Depuis trois générations, les Rapin et les Despagne oeuvrent pour magnifier le domaine viticole de Montagne Saint-Émilion. Mais Nicolas Despagne a un avis qui tranche avec celui de son patriarche. Adieu la chimie, bonjour le bio.
Nicolas Despagne (Maison-Blanche) : chai d'œuvre par nature
En 1938, un Lot-et-Garonnais d’origine, Louis Rapin, s’offre Maison-Blanche, un domaine de 18 hectares situé au sud-ouest de l’appellation Montagne Saint-Émilion. Celui dont la famille a connu naguère une faillite retentissante reprend en main l’exploitation, acquiert sept hectares supplémentaires, agrandit la maison pour accueillir les clients. Il remplace les vignes en mauvais état, prépare l’arrivée des tracteurs et crée même des logements sociaux.
Sa fille hérite en 1972 de Maison-Blanche ainsi que d’un petit cru de La Rose Figeac et de quelques arpents de Saint-Émilion. Gérard Despagne, son mari, qui a travaillé plusieurs années – non sans quelques étincelles – avec Louis Rapin, est un enfant du pays issu d’une famille de viticulteurs. Si les débuts du couple sont difficiles (mauvaises récoltes, sécheresses, vendange trop précoce), les bons crus de la décennie suivante leur permettent de vivre confortablement.

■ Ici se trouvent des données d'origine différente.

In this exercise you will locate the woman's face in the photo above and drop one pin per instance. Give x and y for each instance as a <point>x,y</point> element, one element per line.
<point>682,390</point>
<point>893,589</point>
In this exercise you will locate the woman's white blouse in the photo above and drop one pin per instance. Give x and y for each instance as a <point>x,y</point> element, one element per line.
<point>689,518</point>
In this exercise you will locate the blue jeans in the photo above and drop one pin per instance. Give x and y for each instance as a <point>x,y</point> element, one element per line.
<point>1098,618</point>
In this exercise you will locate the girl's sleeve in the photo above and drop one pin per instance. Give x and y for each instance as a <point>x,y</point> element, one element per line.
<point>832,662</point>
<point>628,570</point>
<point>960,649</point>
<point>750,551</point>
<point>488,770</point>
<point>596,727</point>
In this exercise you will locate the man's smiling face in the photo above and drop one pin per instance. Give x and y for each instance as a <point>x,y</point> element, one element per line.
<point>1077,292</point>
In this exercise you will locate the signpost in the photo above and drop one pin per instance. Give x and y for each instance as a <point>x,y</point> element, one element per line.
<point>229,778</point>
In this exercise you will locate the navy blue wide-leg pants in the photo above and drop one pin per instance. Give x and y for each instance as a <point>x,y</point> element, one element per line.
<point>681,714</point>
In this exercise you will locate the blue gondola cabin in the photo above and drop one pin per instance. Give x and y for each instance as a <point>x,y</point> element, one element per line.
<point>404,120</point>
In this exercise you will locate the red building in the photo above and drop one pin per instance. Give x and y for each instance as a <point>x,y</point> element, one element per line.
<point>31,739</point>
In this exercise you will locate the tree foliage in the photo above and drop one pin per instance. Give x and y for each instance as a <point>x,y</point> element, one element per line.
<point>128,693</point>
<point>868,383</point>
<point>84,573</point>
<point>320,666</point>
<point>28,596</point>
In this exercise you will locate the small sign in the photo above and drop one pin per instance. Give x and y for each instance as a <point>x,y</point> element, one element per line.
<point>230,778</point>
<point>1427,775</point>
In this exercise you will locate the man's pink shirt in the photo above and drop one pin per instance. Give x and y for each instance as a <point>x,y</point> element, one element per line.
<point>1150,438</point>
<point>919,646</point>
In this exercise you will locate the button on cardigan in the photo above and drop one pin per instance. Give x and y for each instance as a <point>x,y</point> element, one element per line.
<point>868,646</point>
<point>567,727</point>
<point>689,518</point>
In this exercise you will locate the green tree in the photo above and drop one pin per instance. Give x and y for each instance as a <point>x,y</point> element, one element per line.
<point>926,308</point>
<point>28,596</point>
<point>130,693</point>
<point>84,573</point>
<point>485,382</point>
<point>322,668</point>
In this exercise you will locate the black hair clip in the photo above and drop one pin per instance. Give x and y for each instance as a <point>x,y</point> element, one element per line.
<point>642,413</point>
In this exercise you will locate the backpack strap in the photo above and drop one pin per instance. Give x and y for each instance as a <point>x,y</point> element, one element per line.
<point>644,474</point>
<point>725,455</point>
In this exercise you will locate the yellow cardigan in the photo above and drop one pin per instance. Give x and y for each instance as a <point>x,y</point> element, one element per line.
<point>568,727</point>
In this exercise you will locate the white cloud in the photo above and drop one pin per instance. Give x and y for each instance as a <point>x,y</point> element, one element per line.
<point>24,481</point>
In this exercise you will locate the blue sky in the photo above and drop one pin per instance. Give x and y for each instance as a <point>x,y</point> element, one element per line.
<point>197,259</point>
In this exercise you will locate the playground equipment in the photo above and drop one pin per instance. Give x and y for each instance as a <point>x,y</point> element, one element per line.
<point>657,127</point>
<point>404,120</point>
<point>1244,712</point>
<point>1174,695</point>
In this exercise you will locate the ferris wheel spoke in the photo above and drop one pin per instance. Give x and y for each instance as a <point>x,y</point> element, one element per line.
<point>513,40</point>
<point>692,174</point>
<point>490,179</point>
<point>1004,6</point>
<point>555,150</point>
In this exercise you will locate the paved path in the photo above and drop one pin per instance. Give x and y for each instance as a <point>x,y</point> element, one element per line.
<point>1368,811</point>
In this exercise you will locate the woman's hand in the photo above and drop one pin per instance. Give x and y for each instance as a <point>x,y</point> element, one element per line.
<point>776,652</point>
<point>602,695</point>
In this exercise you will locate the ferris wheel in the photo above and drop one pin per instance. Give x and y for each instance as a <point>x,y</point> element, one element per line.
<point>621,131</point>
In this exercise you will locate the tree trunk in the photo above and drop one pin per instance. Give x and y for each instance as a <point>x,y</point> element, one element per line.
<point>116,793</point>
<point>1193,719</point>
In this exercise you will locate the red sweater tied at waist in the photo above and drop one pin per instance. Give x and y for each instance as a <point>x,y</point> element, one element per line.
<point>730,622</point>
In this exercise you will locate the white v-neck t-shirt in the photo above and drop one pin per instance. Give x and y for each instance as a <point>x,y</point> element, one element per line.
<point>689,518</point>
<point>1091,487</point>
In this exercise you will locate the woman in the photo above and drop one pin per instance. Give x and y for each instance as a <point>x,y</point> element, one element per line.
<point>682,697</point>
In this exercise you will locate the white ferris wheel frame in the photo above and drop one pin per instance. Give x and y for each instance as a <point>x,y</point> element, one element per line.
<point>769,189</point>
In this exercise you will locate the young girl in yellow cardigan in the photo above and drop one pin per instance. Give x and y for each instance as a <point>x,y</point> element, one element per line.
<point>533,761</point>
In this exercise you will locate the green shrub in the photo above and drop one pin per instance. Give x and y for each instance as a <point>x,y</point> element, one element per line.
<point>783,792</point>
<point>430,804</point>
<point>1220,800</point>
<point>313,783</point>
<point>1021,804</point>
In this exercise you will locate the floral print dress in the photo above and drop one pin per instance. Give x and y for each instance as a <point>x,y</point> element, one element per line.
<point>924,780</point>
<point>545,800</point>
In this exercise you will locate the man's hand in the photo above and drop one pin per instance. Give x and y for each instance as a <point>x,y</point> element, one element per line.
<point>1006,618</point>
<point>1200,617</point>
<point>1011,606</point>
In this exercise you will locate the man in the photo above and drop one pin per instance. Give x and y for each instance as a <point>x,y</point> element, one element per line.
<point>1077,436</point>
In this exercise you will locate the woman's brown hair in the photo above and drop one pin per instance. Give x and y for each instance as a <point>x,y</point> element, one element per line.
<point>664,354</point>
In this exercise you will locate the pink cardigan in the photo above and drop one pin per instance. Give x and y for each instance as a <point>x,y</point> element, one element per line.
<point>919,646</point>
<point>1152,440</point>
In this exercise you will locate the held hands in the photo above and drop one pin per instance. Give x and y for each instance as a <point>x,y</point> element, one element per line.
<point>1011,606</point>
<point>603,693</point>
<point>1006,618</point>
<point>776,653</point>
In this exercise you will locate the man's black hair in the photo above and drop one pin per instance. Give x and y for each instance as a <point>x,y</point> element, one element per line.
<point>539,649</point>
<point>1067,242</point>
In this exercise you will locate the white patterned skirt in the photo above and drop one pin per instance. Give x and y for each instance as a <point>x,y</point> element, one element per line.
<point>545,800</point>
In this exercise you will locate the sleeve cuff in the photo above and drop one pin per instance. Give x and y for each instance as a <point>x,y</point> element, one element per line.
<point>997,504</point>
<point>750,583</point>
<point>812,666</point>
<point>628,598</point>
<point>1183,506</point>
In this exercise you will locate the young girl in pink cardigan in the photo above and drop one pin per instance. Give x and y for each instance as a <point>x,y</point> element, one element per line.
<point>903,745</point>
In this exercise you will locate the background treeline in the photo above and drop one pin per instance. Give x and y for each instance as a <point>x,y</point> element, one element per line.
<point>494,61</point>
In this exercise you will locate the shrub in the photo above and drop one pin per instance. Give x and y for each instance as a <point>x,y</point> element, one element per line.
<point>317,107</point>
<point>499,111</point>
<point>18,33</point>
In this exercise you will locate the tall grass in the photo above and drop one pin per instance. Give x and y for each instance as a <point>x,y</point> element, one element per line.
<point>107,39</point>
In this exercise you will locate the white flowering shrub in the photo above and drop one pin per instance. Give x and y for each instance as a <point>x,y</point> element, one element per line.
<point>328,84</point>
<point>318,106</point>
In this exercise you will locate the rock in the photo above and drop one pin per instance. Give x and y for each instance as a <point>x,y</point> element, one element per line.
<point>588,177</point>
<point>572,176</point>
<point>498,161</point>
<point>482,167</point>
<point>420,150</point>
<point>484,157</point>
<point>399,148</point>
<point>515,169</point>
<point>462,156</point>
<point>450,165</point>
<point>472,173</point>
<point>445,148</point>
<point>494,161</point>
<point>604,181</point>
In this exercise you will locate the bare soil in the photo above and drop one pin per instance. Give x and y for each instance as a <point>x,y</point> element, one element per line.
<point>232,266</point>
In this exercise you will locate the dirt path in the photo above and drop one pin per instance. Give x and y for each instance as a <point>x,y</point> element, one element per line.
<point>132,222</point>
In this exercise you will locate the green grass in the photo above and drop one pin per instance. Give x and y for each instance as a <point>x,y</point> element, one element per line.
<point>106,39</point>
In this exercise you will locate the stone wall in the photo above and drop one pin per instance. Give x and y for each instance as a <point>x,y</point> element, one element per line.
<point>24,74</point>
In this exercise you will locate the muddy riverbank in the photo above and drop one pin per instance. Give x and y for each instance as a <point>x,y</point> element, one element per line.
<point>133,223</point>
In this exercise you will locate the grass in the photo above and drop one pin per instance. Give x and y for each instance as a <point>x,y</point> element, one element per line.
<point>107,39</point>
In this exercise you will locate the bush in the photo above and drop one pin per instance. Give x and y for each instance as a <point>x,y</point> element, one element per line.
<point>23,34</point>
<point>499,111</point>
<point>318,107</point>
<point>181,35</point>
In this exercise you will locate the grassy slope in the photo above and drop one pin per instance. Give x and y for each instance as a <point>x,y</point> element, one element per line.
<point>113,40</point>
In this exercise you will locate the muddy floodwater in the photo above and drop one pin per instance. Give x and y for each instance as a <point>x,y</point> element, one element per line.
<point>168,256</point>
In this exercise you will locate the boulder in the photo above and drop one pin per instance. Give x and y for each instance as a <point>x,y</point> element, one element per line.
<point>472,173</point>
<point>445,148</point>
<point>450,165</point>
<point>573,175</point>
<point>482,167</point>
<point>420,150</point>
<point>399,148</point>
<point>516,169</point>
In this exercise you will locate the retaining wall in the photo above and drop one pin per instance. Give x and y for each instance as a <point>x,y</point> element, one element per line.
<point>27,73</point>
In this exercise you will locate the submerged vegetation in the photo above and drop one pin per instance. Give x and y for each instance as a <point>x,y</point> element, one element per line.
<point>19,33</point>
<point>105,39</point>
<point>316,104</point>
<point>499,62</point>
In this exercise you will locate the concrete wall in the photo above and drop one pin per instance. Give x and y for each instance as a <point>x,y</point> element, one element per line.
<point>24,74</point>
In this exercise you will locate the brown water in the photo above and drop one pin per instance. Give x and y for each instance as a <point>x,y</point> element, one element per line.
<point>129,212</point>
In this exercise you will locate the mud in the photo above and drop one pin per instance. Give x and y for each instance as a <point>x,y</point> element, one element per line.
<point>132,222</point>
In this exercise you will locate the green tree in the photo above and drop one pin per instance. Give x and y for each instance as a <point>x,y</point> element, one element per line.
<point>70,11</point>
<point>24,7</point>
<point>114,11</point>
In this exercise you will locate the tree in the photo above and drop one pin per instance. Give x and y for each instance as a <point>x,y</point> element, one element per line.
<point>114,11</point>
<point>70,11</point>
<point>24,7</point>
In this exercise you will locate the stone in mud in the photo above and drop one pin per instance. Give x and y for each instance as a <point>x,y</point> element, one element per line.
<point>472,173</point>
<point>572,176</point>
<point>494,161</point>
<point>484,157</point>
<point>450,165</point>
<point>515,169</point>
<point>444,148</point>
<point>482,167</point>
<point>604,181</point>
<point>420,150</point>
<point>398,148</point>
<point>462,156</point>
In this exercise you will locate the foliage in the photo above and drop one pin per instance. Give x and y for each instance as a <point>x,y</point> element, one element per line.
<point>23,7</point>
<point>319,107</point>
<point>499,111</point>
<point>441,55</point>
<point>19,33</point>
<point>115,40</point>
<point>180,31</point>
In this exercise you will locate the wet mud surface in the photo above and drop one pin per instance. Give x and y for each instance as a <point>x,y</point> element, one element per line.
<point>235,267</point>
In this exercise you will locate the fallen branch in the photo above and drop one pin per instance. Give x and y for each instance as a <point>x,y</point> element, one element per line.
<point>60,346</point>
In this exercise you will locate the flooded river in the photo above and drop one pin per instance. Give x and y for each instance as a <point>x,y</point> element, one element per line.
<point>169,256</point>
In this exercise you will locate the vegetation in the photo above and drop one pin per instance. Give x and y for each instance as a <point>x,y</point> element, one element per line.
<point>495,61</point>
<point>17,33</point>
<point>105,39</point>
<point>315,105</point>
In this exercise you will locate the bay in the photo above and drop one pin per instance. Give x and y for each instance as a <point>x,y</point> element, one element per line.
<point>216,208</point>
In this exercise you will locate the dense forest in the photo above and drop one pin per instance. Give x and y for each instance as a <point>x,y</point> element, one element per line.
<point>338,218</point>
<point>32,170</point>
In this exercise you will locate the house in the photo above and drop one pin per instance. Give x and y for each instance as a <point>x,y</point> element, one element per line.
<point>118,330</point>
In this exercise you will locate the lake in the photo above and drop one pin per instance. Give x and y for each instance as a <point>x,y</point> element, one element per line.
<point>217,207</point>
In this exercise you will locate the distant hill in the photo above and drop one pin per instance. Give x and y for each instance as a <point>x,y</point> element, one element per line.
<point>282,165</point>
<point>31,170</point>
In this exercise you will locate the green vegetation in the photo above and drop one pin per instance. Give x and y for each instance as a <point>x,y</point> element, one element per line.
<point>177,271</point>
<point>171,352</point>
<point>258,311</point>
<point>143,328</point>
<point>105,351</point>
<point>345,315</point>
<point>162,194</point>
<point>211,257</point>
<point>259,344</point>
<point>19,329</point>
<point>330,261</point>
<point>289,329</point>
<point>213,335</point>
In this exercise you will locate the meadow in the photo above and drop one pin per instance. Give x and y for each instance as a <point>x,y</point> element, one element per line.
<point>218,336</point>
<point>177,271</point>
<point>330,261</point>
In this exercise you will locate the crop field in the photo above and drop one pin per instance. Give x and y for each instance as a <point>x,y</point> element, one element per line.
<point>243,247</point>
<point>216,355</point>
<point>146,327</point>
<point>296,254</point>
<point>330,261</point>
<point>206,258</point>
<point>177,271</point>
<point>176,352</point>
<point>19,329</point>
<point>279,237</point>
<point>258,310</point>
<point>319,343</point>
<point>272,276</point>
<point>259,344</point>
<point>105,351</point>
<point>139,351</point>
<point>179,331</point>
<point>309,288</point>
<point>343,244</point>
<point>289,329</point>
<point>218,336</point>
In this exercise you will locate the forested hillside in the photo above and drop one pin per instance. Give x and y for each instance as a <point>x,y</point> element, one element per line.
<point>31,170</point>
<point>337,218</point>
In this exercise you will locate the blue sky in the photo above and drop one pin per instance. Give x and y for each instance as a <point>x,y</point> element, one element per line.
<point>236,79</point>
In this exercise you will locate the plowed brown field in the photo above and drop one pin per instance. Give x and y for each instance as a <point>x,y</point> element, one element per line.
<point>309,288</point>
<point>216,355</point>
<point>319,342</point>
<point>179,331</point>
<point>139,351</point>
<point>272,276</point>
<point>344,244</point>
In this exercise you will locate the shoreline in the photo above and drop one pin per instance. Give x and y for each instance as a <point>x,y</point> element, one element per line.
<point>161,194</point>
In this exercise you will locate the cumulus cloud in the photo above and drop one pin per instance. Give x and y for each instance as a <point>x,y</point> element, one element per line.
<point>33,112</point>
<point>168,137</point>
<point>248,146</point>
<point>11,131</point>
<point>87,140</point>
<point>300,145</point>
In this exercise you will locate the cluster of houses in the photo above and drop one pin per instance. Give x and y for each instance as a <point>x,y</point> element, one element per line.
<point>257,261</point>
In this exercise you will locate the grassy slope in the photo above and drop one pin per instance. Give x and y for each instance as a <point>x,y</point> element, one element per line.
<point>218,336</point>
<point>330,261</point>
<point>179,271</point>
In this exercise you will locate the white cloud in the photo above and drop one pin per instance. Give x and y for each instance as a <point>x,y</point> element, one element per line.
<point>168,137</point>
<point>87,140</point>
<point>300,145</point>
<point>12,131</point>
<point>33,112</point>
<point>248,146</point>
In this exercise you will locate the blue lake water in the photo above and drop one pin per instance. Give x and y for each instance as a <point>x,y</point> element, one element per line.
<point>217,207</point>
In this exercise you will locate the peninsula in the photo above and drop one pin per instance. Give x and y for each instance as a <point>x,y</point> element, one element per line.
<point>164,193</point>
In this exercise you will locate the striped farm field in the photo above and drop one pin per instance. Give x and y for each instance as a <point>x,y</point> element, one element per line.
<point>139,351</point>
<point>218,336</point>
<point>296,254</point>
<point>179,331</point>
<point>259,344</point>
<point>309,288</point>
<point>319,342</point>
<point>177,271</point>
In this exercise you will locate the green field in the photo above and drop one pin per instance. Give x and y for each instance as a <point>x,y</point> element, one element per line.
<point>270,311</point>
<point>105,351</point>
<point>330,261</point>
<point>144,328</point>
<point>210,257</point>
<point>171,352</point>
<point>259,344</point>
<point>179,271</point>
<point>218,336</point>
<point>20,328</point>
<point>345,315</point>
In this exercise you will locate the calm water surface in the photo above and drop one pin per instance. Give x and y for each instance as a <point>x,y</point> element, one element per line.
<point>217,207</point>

Gérard Despagne investit alors dans le domaine, en mettant notamment sur pied le plus grand chai à barriques du Libournais. "Il fait construire des bâtiments considérables qui sont aujourd’hui une force, car ils permettent de conserver des stocks plutôt que de les vendre à prix bradés pour gagner de la place", explique son fils, Nicolas Despagne.
Miroir aux alouettes
Sur le papier, le bilan est bon. "Mon père a magnifié ce qu’a fait mon grand-père, à un seul bémol près, raconte Nicolas Despagne. Comme presque tous ses confrères, il s’est laissé convaincre par le miroir aux alouettes de la chimie" en plantant davantage dans des parcelles moins adaptées, mais rendues cultivables grâce aux nouveaux produits. De 30-35 hectolitres par hectare, sa productivité passe à 60-65.
Les trois enfants du couple partagent le virus du vin, mais pas les mêmes convictions quant à la manière de le produire. Nicolas Despagne reprend peu à peu Maison-Blanche après avoir débuté sur la partie commerciale, son frère et sa soeur s’occupant des terres à Saint-Émilion et Figeac. Le père peine à achever sa succession, les conflits sont récurrents, notamment sur un point : le bio. Nicolas Despagne veut tenter l’aventure.
Des vins vivants
Après une énième dispute en 2000, Nicolas Despagne obtient que son père lâche les rênes. Le représentant de la troisième génération passe au bio six ans plus tard, avant de se lancer plus largement dans la biodynamie. "Ce qui m’intéresse, ce n’est pas le label, mais de faire des vins vivants, qu’on arrête d’empoissonner les terres, l’air, l’eau, les personnes qui travaillent dans les vignes. Je veux faire autre chose que les 'chimistes' qui m’entourent." Comment ? Il plante des haies et des arbres fruitiers, arrache les vignes mal placées, crée une pépinière pour éviter les plants monogéniques. "Un domaine doit se rapprocher le plus possible d’un organisme vivant, avec ses entrées, ses sorties, une respiration, des énergies qui circulent, de la diversité…" De quoi regénérer la terre ou encore casser les nappes de froid qui gèlent les cultures.
Est-ce une réussite ? "Si l’on compare les rendements, c’est la catastrophe." Ceux-ci ont été divisés par deux pour revenir à ce que la vigne est capable de produire par ellemême. D’où une augmentation des prix en conséquence. "Je ne juge pas les jeunes ou les personnes endettées qui font ce métier avec la chimie, car ils n’ont pas le choix. Moi, j’ai eu la chance d’hériter. Si je ne donne pas la parole à la nature sur mon domaine, qui le fera ?". En évitant "vingt ans de saloperies sur 40 hectares", Nicolas Despagne aura apporté sa pierre à la préservation de l’environnement.